Cry Me a River üzerine Anna Mendelssohn ile Söyleşi

Program metninizde, senaryoyu oluşturmak için “internetten iklim değişimine dair bilgileri, kişisel anlatımları, felsefi yolculukları, felaket senaryolarını, çözüme dair talimatları ve savaş çığlıklarını” bir araya getirdiğinizi yazmışsınız. Bize tiyatro parçalarınıza metin yazma işine nasıl yaklaştığınızdan bahsedebilir misiniz biraz? Sizin metodolojinizi bir tür “readymade” (hazır malzemeyi kullanmak) olarak değerlendirebilir miyiz? Bu durum sizin “yazarlığınızı” nasıl dönüştürüyor?
Evet, bir anlamda “readymade” olarak adlandırabilirsiniz, ayrıca “text-sampling” (metinlerden örnekler kullanmak) kavramını da seviyorum çünkü metinlerin çoğu konuşmalardan, söyleşilerden, konferanslardan ve benzeri yerlerden alınıyor, çok çağrışımsal bir süreçle birbirlerini “örnekliyorlar”. Bunlar “bulunmuş” metinler ve benim için anlamlılar çünkü parça gerçekten de iklim değişimine dair retoriklerle ilgili. Yani bu konu hakkında nasıl konuşuruz, insanların duyguları farklı söylem biçimleriyle nasıl harekete geçer gibi sorulara yanıt arıyor.

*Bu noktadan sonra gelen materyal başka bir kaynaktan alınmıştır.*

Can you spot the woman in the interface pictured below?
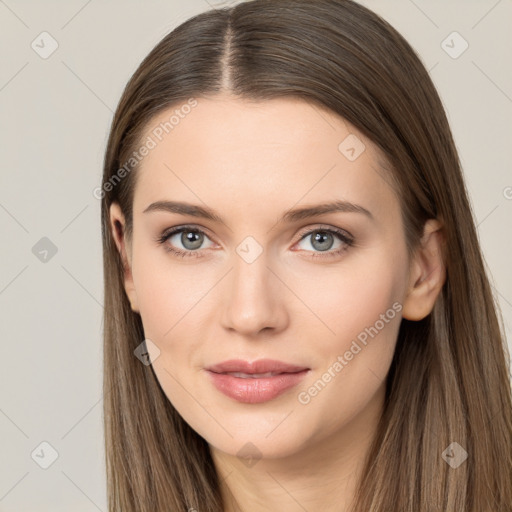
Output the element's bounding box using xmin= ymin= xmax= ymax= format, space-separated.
xmin=101 ymin=0 xmax=512 ymax=512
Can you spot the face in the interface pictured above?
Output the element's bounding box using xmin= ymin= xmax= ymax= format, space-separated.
xmin=112 ymin=96 xmax=434 ymax=458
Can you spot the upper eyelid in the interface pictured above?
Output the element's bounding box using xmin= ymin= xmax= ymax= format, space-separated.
xmin=159 ymin=224 xmax=354 ymax=243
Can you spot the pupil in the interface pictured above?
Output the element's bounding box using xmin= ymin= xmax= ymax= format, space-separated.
xmin=181 ymin=231 xmax=202 ymax=249
xmin=313 ymin=231 xmax=332 ymax=251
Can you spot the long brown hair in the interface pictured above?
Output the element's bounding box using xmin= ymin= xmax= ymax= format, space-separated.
xmin=100 ymin=0 xmax=512 ymax=512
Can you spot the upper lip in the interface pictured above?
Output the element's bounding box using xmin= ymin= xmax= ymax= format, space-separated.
xmin=206 ymin=359 xmax=309 ymax=374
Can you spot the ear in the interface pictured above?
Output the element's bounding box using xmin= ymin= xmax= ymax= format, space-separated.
xmin=402 ymin=219 xmax=446 ymax=321
xmin=110 ymin=203 xmax=139 ymax=313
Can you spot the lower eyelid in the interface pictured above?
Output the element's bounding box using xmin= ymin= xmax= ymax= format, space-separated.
xmin=158 ymin=226 xmax=353 ymax=256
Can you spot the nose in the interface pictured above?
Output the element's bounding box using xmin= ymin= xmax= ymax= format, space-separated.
xmin=220 ymin=252 xmax=288 ymax=337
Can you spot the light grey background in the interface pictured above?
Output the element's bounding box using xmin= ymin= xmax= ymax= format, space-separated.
xmin=0 ymin=0 xmax=512 ymax=512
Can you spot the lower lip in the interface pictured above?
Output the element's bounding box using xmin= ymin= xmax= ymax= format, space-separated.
xmin=204 ymin=370 xmax=309 ymax=404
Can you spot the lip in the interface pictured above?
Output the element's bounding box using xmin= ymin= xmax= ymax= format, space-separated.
xmin=205 ymin=359 xmax=310 ymax=404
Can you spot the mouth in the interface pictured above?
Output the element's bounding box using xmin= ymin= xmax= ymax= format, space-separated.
xmin=206 ymin=359 xmax=310 ymax=404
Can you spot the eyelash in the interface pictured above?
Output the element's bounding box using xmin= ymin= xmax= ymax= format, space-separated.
xmin=156 ymin=226 xmax=354 ymax=258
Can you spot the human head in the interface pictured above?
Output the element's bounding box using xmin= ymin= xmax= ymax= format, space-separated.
xmin=102 ymin=0 xmax=512 ymax=510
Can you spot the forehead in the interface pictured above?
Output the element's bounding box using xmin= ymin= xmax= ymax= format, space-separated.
xmin=130 ymin=96 xmax=398 ymax=224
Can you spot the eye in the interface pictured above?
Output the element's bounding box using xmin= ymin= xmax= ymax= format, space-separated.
xmin=157 ymin=226 xmax=213 ymax=257
xmin=298 ymin=227 xmax=354 ymax=258
xmin=157 ymin=226 xmax=354 ymax=258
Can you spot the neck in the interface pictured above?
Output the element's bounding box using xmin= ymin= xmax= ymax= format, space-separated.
xmin=210 ymin=386 xmax=385 ymax=512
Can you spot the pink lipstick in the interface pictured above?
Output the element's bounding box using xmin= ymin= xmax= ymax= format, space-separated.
xmin=206 ymin=359 xmax=310 ymax=404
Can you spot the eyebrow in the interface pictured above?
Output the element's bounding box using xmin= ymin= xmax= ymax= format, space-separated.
xmin=143 ymin=201 xmax=375 ymax=224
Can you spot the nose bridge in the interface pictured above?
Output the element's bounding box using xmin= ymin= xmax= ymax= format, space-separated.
xmin=220 ymin=240 xmax=285 ymax=334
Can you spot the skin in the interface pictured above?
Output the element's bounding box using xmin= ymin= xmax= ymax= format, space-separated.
xmin=110 ymin=95 xmax=445 ymax=512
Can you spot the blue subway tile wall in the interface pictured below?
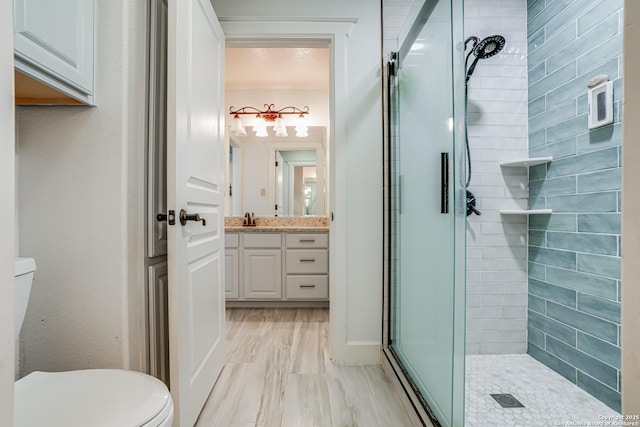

Yalnızca yazılı değil sözlü metinler de kullanmak benim için çok önemliydi. Hiçbir metin kitaplardan gelmiyor; metin fragmanını okurken, konuşmanın sahibi zihnimin arkasında bir yerde oluyor, ancak yine de metni fazlasıyla kişisel bir biçimde yorumluyorum. Bunun yazarlığımı nasıl dönüştürdüğü ise, iyi bir soru.
Sizce günümüzde çevreci hareketin en önemli sorunu nedir?
Çevreci hareketin bir sorunu olduğundan emin değilim. Çevreciler çalışmalarını sürdürüyor, bu faaliyetlerin sürekli değiştiğini umut ediyorum ve bu da gezegenle olan ilişkimizi iyi etkiliyor.
2011 yılında Dietmar N. Schmidt Oyuncu Ödülü verilirken jürinin yaptığı açıklamada çok sayıda sesin partisyonlarını kesinlik ve beceriyle canlandırdığınız yazıyor. Burada partisyon derken kastedilen nedir? Bu ne ölçüde belirlenmiş bir şeydir, hangi anlamda koreografik veya müzikal notasyona benzer?
Notasyon ve metin, çok belirlenmiş şeyler. Enstrüman giriş noktalarım, dramaturjim, duygusal yükselip alçalışlarım, hızım ve monologun ritmi kesin olarak belirlenmiş durumda. Elbette minimal değişiklikler yapıyorum; her gösteride bu işin yeni yönlerini ve olasılıklarını keşfetmeye çalışıyorum, aksi takdirde iş canlılığını yitirirdi.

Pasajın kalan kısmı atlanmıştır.